Photo: Aquintero82, Attribution-Share Alike 4.0 International
The German Embassy in Mexico City is the main diplomatic mission of the Federal Republic of Germany in the country. Few realize today that Germany’s influence on contemporary Mexico is profound. One Carl Wilhelm Kahlo was long ago invited by the Mexican government to document Mexico’s even-then considerable architectural heritage. Kahlo achieved not inconsiderable fame in this occupation was naturalized as a Mexican citizen in 1894. He married Matilde Calderón, and with her he had five children. Among these, a daughter, Frida Kahlo.
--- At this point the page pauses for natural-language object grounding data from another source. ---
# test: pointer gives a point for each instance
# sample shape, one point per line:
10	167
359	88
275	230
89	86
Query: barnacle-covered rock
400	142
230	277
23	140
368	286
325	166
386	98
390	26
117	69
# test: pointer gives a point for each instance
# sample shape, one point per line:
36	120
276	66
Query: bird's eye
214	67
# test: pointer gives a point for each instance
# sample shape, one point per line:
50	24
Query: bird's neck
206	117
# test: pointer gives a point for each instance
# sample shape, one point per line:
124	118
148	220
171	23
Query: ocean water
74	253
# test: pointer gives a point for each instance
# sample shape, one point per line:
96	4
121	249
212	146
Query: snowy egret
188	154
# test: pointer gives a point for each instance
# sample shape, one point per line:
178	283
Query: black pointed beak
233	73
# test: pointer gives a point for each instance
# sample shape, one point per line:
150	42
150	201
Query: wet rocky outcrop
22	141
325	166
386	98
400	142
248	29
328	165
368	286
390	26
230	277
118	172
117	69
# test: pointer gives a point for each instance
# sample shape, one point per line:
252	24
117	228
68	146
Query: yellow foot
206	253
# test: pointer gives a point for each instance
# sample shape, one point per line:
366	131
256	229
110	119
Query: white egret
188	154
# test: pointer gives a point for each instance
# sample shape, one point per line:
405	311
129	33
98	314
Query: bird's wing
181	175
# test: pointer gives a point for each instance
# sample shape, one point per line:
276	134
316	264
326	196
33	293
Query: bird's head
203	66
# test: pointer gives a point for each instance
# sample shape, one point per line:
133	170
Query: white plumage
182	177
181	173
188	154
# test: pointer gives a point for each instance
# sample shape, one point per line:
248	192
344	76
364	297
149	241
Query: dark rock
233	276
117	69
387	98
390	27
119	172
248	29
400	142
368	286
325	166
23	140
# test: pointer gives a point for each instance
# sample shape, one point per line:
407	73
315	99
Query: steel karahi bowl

Other famous Germans include the celebrated architect and artist Mathias Goeritz. He came to Mexico and grew fascinated and lived for sometime in the Tizpan Progreso neighborhood, right between San Ángel and San Jeronimo. There, he was offered a studio by German photographer, Ursula Bernath, then focused on the indigenous population and Mexican tradition.
But relations between the two countries go back years earlier when both slowly became nation states. In 1803, Alexander von Humboldt spent a year mapping the Mexican topography and studying the culture and history. In 1879, diplomatic relations were established only when German Unification was finally achieved.
After World War II, diplomatic relations were reestablished in 1952. In 2000, the Mexican embassy moved to Berlin after German re-unification. (The embassy building in Berlin was famously designed by Teodoro González de León.) The two countries are today signatories to multiple bilateral trade agreements. Germany is the fourth biggest source of foreign direct investment in Mexico among the countries of the European Union and the sixth biggest worldwide. The German Embassy is thus a busy place that welcomes visits for all kinds of consular services.
Hours: Monday through Thursday, 8 a.m. to 5 p.m., Fridays, 8 a.m. to 3 p.m.